Well, there is another hack that can be used to get around the limit on self-referential recursive types: using index types.
// The first type in the tuple, or 'never' if it does not exist
type Head<T extends any[]> = T extends [infer Head, ...any[]] ? Head : never;
// All elements after the head in the tuple, or 'never' if it does not exist
type Tail<T extends any[]> =
((...args: T) => any) extends ((head: any, ...tail: infer Tail) => any) ? Tail : never;
// The last type in the tuple, or 'never' if it does not exist
type Last<T extends any[]> = {
0: Last<Tail<T>>;
1: Head<T>;
}[T extends ([] | [any]) ? 1 : 0];
Furthermore, only simple recursion is allowed in the above hack; you may use an accumulator, but you may not use the result of a recursion. That is, recursive type constructions must be tail recursive.
For example, the following type will not work:
// Can't recurse directly
type Snoc<A, T extends any[]> =
T extends []
? [A]
: T extends [any]
? [Head<T>, A]
: Cons<Head<T>, Snoc<A, Tail<T>>>;
// Also doesn't work
type Snoc<A, T extends any[], Suffix extends any[] = []> =
T extends []
? Cons<A, Suffix>
: T extends [any]
? Cons<Head<T>, Cons<A, Suffix>>
: Snoc<A, Tail<T>, Cons<Head<T>, Suffix>>;
// Not direct recursion, but not tail recursive:
type Snoc<A, T extends any[]> = {
0: [A];
1: Cons<Head<T>, Snoc<A, Tail<T>>>;
2: [Head<T>, A];
}[IfEmpty<T, 0, IfHasTail<T, 1, 2>>];
// Works!
type Snoc<A, T extends any[], Suffix extends any[] = []> = {
0: Cons<A, Suffix>;
1: Snoc<A, Tail<T>, Cons<Head<T>, Suffix>>;
2: Cons<Head<T>, Cons<A, Suffix>>;
}[IfEmpty<T, 0, IfHasTail<T, 1, 2>>];
Now, we need a tail-recursive implementation of append
with an accumulator. To do this, we reverse the input list, and then reverse it again, but onto the second list:
append :: [a] -> [a] -> [a]
append xs ys = go (reverse xs) ys
where
go (x:xs) acc = go xs (x:acc)
go [] acc = acc
Then, we just need to define a type Reverse<T extends any[], Suffix extends any[] = []>
using the above methods, and Append
should follow naturally.
Finally, with some additional handling for finiteness:
type Reverse<T extends any[], Suffix extends any[] = []> = {
0: Suffix;
1: Reverse<Tail<T>, Cons<Head<T>, Suffix>>;
2: Cons<Head<T>, Suffix>;
3: T;
}[IfEmpty<T, 0, IfFinite<T, IfHasTail<T, 1, 2>, 3>>];
type Append<T extends any[], S extends any[]> = {
0: S;
1: Reverse<Reverse<T>, S>;
2: Cons<Head<T>, S>;
3: never;
}[IfEmpty<T, 0, IfFinite<T, IfHasTail<T, 1, 2>, 3>>];
Note that it's possible to allow for Append<T, S>
to be T
if it is an infinite array type, but this could be surprising to anyone expecting it to be one or more elements of type T extends (infer E)[] ? E : never
followed by S
.
Looking back, this can't be done nicely without some form of value-level inference, to map from a tuple type to its length. For example, Haskell uses typeclasses for this, and while you could do it in TypeScript, you would not be able to infer the correct instances, and would end up manually passing the equivalent of a successor-encoded natural number.

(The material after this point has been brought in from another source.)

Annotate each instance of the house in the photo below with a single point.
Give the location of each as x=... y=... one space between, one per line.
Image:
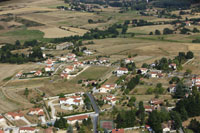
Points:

It would be nice to be able to concatenate two (and by extension, any list of, under concatenation and
anEmptyList
) tuple schemas. It would also be nice to be able to use an array schema like a varargs, and be able to compose a tuple and array schema to represent a tuple followed by zero or more elements of a certain type.